Solution | Financial Forecasting


Business Case

The financial forecasting processes managed by finance teams play a central role in supporting companies to make appropriate cost management and investment decisions. Yet 40 percent of CFOs feel their forecasts are not accurate and that the process takes too much time. To be more precise, less costly-to-produce forecasts are of immediate value.

However, connecting to the data and tapping into the different techniques needed to achieve them can feel out of reach. This can be a result of too little time available to setting up a new forecasting project or a lack of confidence in the statistical and machine learning techniques involved.

Enhancing the efficiency of financial forecasting requires:

  • Improving the capacity for finance teams to quickly access data and automate data pipelines.

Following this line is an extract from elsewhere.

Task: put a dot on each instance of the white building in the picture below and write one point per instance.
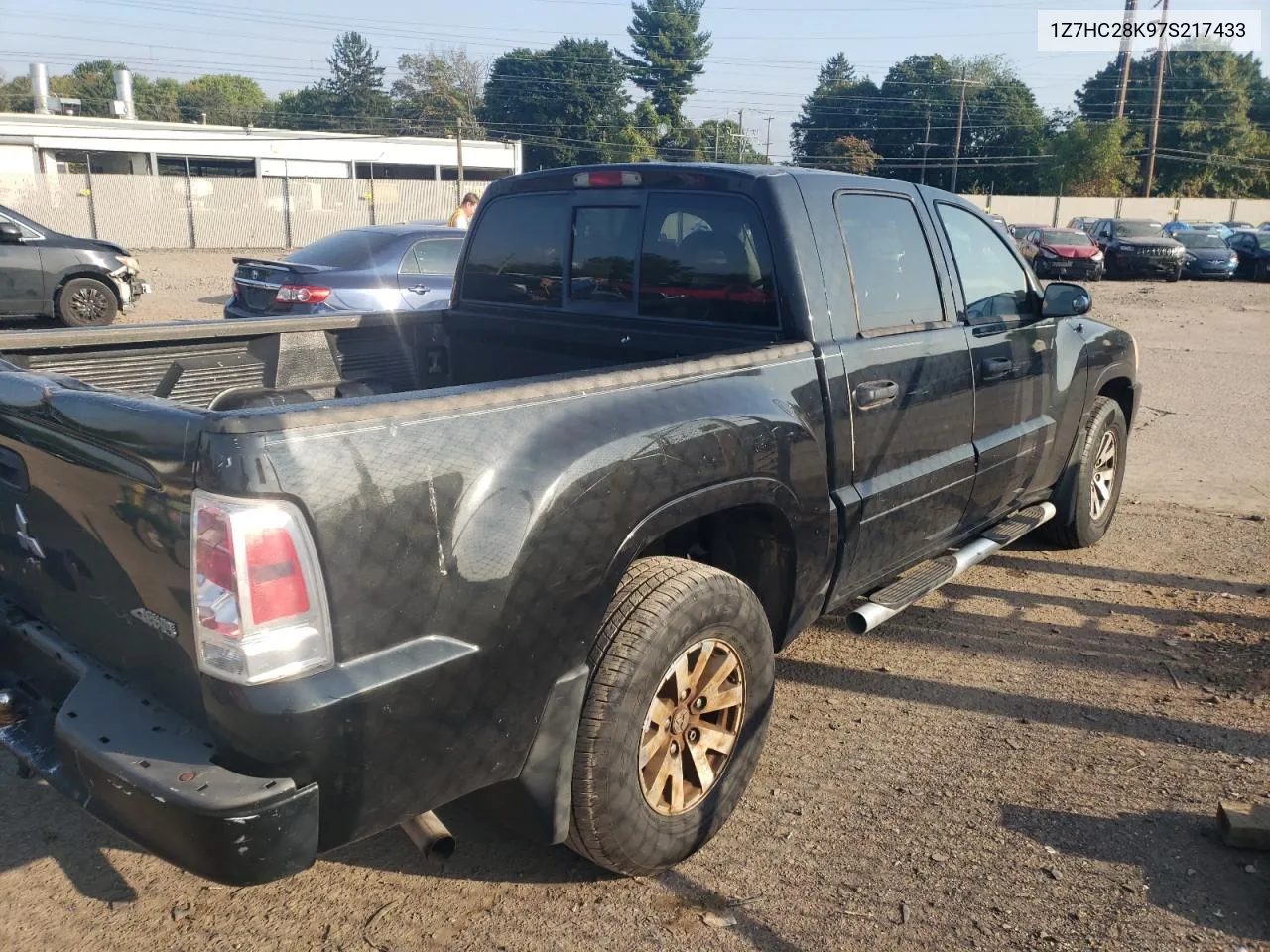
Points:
(76, 144)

Rather than relying on manual checks and merges via spreadsheets, teams can streamline their processes, save time and reduce errors, allowing them to focus more on analysis and decision making.

  • Easing the comparison of traditional and advanced statistical / machine-learning forecasting techniques, with simple tests and selection of appropriate drivers, developing more accurate projections alongside full ownership and explainability.

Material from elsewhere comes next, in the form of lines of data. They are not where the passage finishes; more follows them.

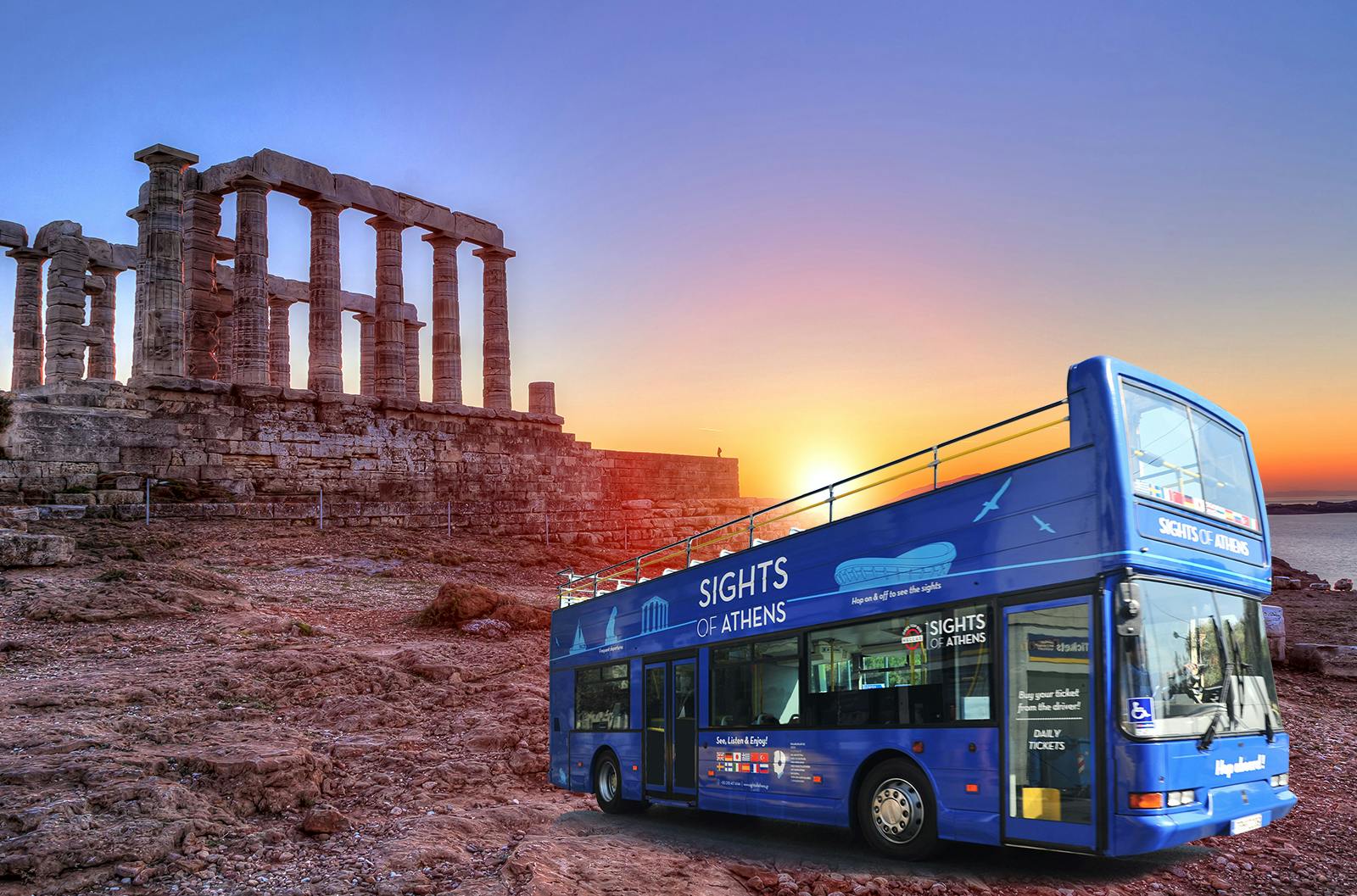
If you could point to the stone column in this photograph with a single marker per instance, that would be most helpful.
(495, 353)
(162, 264)
(325, 365)
(366, 354)
(226, 346)
(447, 320)
(250, 314)
(65, 332)
(413, 328)
(27, 319)
(139, 296)
(391, 324)
(280, 343)
(542, 398)
(103, 308)
(201, 230)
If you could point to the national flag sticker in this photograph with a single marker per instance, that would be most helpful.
(1142, 712)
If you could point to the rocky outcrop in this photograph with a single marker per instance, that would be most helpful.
(24, 549)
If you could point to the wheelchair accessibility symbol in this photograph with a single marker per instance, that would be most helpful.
(1142, 710)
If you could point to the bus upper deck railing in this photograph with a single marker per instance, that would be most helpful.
(743, 531)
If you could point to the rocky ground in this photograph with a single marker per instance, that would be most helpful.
(234, 710)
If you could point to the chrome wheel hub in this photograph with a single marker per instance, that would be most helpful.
(897, 810)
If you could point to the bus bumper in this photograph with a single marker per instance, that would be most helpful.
(1147, 832)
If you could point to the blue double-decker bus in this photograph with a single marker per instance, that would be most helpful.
(1045, 633)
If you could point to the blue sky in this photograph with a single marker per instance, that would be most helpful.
(725, 216)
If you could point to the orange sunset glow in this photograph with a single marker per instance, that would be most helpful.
(820, 267)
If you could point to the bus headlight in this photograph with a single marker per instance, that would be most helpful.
(1181, 798)
(1147, 800)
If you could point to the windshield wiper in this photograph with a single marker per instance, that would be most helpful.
(1207, 737)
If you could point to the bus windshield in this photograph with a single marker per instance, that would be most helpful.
(1184, 457)
(1198, 662)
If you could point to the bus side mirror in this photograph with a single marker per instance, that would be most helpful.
(1128, 609)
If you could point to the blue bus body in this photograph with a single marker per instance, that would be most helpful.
(1019, 556)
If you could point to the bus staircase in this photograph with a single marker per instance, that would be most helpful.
(1017, 439)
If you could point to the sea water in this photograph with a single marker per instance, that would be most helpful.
(1325, 544)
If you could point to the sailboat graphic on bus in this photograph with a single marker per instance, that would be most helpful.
(926, 561)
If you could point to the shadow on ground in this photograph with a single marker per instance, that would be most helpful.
(786, 845)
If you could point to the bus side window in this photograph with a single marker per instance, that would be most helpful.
(603, 697)
(927, 667)
(757, 685)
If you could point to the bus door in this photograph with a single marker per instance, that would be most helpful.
(1051, 780)
(671, 746)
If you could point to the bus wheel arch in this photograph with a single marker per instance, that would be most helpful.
(606, 782)
(892, 780)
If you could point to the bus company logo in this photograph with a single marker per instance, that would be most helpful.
(1203, 536)
(1230, 769)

Dataiku’s Financial Forecasting Solution offers finance teams an opportunity confidently transition through a transformative shift in their business impact while retaining full control of process and outputs.

Technical Requirements

To leverage this solution, you must meet the following requirements:

  • Have access to a Dataiku 11.0+ instance.

  • A Python 3.7+ code environment named solution_financial-forecasting with the following required packages:

pmdarima == 2.0.2


When creating a new code environment, please be sure to use the name solution_financial-forecasting or remapping will be required.


If the technical requirements are met, this solution can be installed in one of two ways:

  • On your Dataiku instance click + New Project > Dataiku Solutions > Search for Financial Forecasting.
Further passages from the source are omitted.